For Ponce, “here” is a roughly 5,000-square-foot, four-oven operation in the Centro neighborhood of Rio, where he, two brothers, a nephew and a small group of employees make what is known as Biscoito Globo. (“Globo” is the name of the company — not to be confused with the Brazilian media giant of the same name — but also what everyone calls the product.)
To the American palate, a Biscoito Globo is basically an oversize Funyun minus the onion, or what you would get if you ordered a Cheez Doodle, hold the cheese. It is crumbly texture and nothing else — air turned into a doughnut-shaped wafer. Pop one in your mouth, and it is as if your teeth are at a party to which your tongue was not invited.
“It doesn’t really have much of a taste, but it’s still good,” said Hugo Calderano, a Rio native and a member of Brazil’s Olympic table tennis team.
Biscoito Globo is thus part of that grand culinary tradition of regional edible darlings that perplex outsiders. But their distinctive flavorlessness also makes them a perfect symbol for food in Rio. With the Summer Games underway, thousands of athletes and foreign fans are learning this city’s unhappy secret: The restaurant scene here can most charitably be described as “meh.”
First, the requisite caveat: There are superb and inexpensive juice bars all over the place. Street vendors with mobile carts sell churros that are molten and sublime. The city also has a handful of Michelin-starred restaurants, and regular visitors, and more than a few locals, swear there are some mid- and low-priced gems with inventive menus scattered here and there. There are also those ever-entertaining churrascarias, a genre of restaurant featuring waiters roving the floor with machetes and skewers of meat. You pay a flat fee and dine to your bursting point.

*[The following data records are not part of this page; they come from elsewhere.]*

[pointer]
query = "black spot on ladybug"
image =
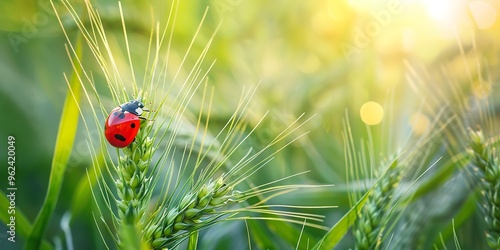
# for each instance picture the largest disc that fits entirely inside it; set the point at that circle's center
(120, 137)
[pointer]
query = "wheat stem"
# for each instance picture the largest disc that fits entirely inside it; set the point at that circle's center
(483, 157)
(369, 227)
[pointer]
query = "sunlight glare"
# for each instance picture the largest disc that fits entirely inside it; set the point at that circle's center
(371, 113)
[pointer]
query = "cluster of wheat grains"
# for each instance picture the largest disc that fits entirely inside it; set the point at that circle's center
(176, 178)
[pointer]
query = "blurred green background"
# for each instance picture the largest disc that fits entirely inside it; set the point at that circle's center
(324, 58)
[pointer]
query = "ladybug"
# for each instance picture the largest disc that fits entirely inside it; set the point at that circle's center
(123, 123)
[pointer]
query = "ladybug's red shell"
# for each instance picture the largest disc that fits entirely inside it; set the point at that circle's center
(121, 127)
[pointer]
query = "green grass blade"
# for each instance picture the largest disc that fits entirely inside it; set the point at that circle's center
(337, 232)
(23, 226)
(193, 241)
(64, 144)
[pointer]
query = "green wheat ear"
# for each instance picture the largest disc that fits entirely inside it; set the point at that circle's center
(370, 225)
(133, 185)
(484, 158)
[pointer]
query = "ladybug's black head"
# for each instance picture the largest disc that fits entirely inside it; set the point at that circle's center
(134, 107)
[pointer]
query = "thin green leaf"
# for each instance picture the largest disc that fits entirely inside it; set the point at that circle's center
(64, 144)
(193, 241)
(337, 232)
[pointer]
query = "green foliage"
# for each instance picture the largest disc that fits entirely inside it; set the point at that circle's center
(215, 170)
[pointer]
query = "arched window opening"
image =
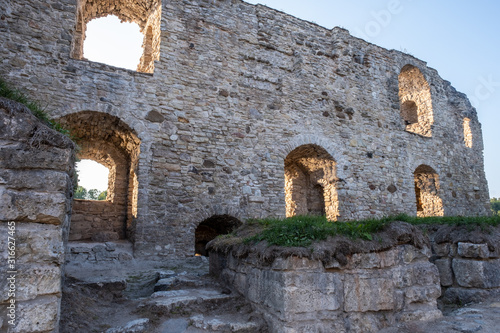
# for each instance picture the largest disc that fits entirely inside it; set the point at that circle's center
(212, 227)
(93, 180)
(427, 192)
(409, 112)
(310, 183)
(415, 101)
(467, 133)
(107, 140)
(114, 43)
(145, 14)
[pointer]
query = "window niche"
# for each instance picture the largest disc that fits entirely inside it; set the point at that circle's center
(467, 133)
(427, 192)
(415, 101)
(145, 13)
(310, 183)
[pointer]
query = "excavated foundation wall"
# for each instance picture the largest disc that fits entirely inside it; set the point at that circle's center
(370, 292)
(36, 171)
(234, 90)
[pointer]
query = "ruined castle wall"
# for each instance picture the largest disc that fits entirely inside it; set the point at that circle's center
(236, 89)
(36, 170)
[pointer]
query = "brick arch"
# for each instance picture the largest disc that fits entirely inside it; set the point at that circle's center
(329, 145)
(145, 13)
(106, 139)
(311, 182)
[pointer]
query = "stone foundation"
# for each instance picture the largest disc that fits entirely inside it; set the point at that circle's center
(468, 272)
(373, 291)
(36, 170)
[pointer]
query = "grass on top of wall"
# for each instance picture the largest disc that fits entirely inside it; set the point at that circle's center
(39, 112)
(302, 231)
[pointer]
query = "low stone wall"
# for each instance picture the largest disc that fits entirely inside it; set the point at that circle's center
(372, 291)
(468, 272)
(36, 168)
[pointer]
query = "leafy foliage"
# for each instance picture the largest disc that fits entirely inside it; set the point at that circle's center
(92, 194)
(34, 107)
(301, 231)
(495, 206)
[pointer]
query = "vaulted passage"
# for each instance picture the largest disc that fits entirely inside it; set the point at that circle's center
(106, 140)
(310, 183)
(415, 101)
(427, 192)
(145, 13)
(212, 227)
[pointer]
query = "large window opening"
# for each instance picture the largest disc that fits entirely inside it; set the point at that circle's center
(114, 43)
(415, 101)
(105, 16)
(105, 139)
(427, 192)
(212, 227)
(310, 183)
(93, 180)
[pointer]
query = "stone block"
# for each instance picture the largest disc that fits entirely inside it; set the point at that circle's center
(441, 250)
(28, 206)
(36, 243)
(427, 294)
(445, 271)
(297, 264)
(477, 274)
(470, 250)
(33, 281)
(32, 158)
(39, 315)
(368, 294)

“The city has never had a thriving food scene,” a recent issue of Condé Nast Traveler opined in a guide to Rio. Then the magazine went on to list a handful of restaurants that “won’t disappoint.” Among them was the Michelin-starred Lasai, which, it is worth noting, offers Basque-inspired food.
By keeping his biscoitos almost willfully bland, Ponce and his colleagues are catering to an audience they know well. He and his brothers opened Globo in the mid-1950s, and by 1963, they were trudging up and down the city’s beaches on weekends, giving away samples.
“It’s enough to survive,” he said of the money he earned. He works seven days a week in the summer, with days off only when it rains. Asked about the last time he took a vacation, he said vacation was not really part of his life. “I sell Globo when I travel,” he explained.
“I remember visiting my aunt and grandmother in Minas Gerais,” she said, referring to a state in southeastern Brazil, “and they would make biscoito and serve them with coffee. There are a lot of different types, but the ones we made at home were a lot like these. A little bigger, harder. But they taste about the same.”
Maybe the ingredients offer some clues. The list on the bag reads as follows: sour starch, water, coconut fat, eggs, milk, salt and sugar.
The “sour starch” is manioc flour, which is derived from an indigenous tuberous root of the same name, also known as cassava. This is worth noting because if Biscoito Globo has any flavor, manioc is its source — and because Brazil’s embattled president, Dilma Rousseff, praised manioc in a speech last year as one of Brazil’s greatest achievements, prompting antigovernment demonstrators to wave manioc in derision during protests.
Some of his rivals in the business put cheese and ham in their biscoitos, he said, but he is not doing that. Yes, a description of the flavor of Globo is elusive. But so, apparently, is the flavor.